Tellenfahrt 2016

Rede Landeswallfahrt, Tellskapelle vom 29. April 2016

 

Hochwürdige Geistlichkeit

Herren Regierungsräte, Herr Landratspräsident, Damen und Herren Landräte

Liebe Tellenfahrerinnen und Tellenfahrer

Liebes Volk von Uri

 

Seit 455 Jahren halten wir hier an der Tellsplatte ein ewiges Jahrzeit für alle, „welche um des Vaterlands Willen gestorben sind, sowie aller Altgläubigen wegen ihres Glaubens umgekommenen Katholiken“.

Der Kanton Uri besitzt fünf Schlachtenbanner, die für diese schweren Zeiten und Herausforderungen unserer Vorfahren stehen. Sie befinden sich im Rathaus in Altdorf. Diese fünf Banner waren jedes für sich an einer oder diversen historischen Schlachten dieses Landes dabei.

Bemerkenswert ist das jeweilige Eckquartier – dieses Eckquartier mit dem Kreuz Christi wurde vor der Schlacht angebracht. Damit stellten sich die alten Eidgenossen vor der Schlacht unter den Machtschutz Gottes. In schwierigsten Zeiten fanden unsere Vorfahren Halt in der Dimension Gottes.

Heute haben wir oft das Gefühl, den Boden unter den Füssen verloren zu haben. Überall sucht man Halt und findet ihn nicht. Das scheint ein Problem unserer Zeit zu sein. Menschen fühlen sich, trotz Reichtum, trotz sozialer Sicherheit, entwurzelt – mehr entwurzelt als unsere alten Eidgenossen, die sich voll Vertrauen vor schwierigsten Prüfungen unter den Schutz Gottes gestellt und ihm vertraut haben. Paul Tillich sah das  bereits 1958 als Symptom einer umfassenden, kulturellen, ja spirituellen Krise. Er sagte, „uns sei die Dimension der Tiefe verloren gegangen“.

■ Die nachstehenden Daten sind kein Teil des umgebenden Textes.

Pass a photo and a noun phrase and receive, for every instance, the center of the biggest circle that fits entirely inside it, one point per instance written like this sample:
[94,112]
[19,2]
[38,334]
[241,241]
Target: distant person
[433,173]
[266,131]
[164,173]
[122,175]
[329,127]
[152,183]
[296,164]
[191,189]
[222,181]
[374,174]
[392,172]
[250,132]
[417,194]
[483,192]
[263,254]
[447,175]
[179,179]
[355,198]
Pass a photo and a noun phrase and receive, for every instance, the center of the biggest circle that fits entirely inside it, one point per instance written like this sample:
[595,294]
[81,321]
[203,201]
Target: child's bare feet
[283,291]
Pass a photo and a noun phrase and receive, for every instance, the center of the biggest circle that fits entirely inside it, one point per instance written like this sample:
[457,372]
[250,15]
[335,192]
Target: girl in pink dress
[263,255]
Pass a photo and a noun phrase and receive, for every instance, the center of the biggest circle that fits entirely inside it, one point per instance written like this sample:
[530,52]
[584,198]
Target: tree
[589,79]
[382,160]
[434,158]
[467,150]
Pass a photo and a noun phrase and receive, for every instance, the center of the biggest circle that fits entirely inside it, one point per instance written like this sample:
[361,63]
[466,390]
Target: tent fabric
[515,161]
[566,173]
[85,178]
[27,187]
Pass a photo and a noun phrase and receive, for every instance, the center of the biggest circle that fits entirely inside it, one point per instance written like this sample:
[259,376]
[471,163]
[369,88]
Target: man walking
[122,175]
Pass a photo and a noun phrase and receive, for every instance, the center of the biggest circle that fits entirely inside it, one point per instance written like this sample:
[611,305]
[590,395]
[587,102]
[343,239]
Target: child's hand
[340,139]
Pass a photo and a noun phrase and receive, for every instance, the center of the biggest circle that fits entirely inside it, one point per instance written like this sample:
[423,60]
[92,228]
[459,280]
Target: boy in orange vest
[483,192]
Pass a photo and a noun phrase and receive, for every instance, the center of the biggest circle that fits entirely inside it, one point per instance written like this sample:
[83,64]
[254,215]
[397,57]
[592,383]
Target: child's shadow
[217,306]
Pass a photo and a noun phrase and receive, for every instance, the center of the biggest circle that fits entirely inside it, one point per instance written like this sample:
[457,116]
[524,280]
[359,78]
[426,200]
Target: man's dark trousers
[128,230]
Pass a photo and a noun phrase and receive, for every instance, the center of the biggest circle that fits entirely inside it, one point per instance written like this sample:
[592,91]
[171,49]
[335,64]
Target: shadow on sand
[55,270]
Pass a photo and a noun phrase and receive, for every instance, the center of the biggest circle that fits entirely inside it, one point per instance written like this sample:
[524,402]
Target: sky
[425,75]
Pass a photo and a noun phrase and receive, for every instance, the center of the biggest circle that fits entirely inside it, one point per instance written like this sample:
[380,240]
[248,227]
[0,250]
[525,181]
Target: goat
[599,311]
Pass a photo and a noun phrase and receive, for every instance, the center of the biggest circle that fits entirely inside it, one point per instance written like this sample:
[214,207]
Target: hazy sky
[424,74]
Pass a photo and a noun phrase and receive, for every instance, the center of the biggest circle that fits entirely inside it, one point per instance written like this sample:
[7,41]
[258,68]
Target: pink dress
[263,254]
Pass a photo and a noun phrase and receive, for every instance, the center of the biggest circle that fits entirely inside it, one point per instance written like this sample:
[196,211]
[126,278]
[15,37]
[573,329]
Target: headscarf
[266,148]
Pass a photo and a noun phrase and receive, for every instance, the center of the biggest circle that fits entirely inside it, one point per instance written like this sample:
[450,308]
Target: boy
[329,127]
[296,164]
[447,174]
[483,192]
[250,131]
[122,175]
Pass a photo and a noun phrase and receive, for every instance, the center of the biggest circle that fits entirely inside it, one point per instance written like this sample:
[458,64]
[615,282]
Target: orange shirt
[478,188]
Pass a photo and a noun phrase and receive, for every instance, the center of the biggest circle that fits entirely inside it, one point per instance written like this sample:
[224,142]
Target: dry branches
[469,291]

Mit der Dimension der Tiefe meinte er den tragenden Grund, den nährenden Boden, worin wir Wurzeln schlagen können. Die Quelle aus der uns Sinn, Freude, Vertrauen und Liebe zuwachsen. Wer diese Dimension verloren habe, frage nicht mehr nachdem „woher er komme und wohin er gehe, was er tun und was er machen solle in der kurzen Spanne zwischen Geburt und Tod. Diese Fragen werden – so Tillich – nicht einmal mehr gestellt, wenn die Dimension der Tiefe verloren sei. Wir sorgen uns von Tag zu Tag um so vieles – um Karriere, um Partnerschaft, um Gesundheit – und fühlen uns doch als einzelne und als Gesellschaft leer und haltlos. Die rastlose Betriebsamkeit hält uns von der Dimension der Tiefe ab. Eine unglaubliche Dynamik und Geschwindigkeit, die mediale Umwelt und die vielfältigen Zerstreuungen lassen uns nicht zur Ruhe, zu Besinnung kommen.

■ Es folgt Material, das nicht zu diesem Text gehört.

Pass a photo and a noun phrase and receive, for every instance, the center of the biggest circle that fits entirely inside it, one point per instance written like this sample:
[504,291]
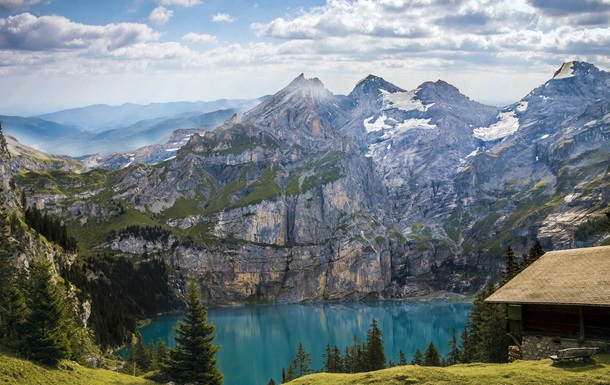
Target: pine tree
[46,337]
[418,358]
[333,362]
[374,352]
[162,353]
[454,350]
[13,309]
[402,360]
[487,324]
[468,348]
[301,363]
[432,357]
[193,359]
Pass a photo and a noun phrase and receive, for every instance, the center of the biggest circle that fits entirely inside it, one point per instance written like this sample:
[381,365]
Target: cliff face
[382,192]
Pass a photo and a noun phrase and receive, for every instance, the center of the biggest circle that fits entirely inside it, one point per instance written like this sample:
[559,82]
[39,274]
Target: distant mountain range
[104,130]
[382,192]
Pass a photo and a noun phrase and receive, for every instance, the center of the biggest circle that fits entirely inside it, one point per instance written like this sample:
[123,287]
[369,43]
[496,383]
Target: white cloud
[17,4]
[31,33]
[223,17]
[160,15]
[182,3]
[199,38]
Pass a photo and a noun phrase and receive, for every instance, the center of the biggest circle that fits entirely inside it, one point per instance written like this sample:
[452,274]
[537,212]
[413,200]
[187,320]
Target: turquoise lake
[257,341]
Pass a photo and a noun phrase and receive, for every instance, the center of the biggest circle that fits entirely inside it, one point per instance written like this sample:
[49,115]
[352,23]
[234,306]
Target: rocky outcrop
[381,192]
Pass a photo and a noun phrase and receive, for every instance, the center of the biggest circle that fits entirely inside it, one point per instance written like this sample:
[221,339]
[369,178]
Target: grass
[17,371]
[595,371]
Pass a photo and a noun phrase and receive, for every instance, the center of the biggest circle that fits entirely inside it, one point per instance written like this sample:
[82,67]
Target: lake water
[257,341]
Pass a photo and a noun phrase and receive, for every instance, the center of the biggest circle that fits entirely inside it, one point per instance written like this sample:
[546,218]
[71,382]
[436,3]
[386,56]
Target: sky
[57,54]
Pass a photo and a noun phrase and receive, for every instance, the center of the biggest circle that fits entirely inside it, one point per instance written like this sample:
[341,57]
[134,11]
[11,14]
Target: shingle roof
[566,277]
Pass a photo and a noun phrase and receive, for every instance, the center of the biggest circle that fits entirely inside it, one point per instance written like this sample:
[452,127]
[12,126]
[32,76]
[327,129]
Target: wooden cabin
[560,301]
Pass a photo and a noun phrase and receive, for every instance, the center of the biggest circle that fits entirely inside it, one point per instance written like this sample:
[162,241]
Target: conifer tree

Aber gerade Stunden wie die heutige – die gemeinsame Besinnung an der Tellenfahrt – kann uns diese Ruhe geben, kann uns die Dimension der Tiefe eröffnen. Das ist das Heilmittel, wenn uns einzelne oder uns als Gemeinschaft das beängstigende Gefühl der Boden- und Haltlosigkeit überkommt. Wenn wir als Gesellschaft sicher auf der Dimension der Tiefe, auf Gott, auf unseren Werten aufbauen, können wir getrost den vielfältigen Herausforderungen auch unserer Zeit entgegenblicken.

Wir stehen also heute hier in einer Reihe von vielen Menschen, die sich alljährlich seit Jahrhunderten zum Gebet getroffen haben und treffen. Wir stehen als Glied in der Kette unserer Vorfahren. So viele Gebete sind in all diesen Jahren über den wunderbaren Urnersee geklungen. Das ist mehr als eine Tradition – es ist ein Band, das unsere Gemeinschaft bindet in der gemeinsamen Bitte für unser Land und unsere Freiheit.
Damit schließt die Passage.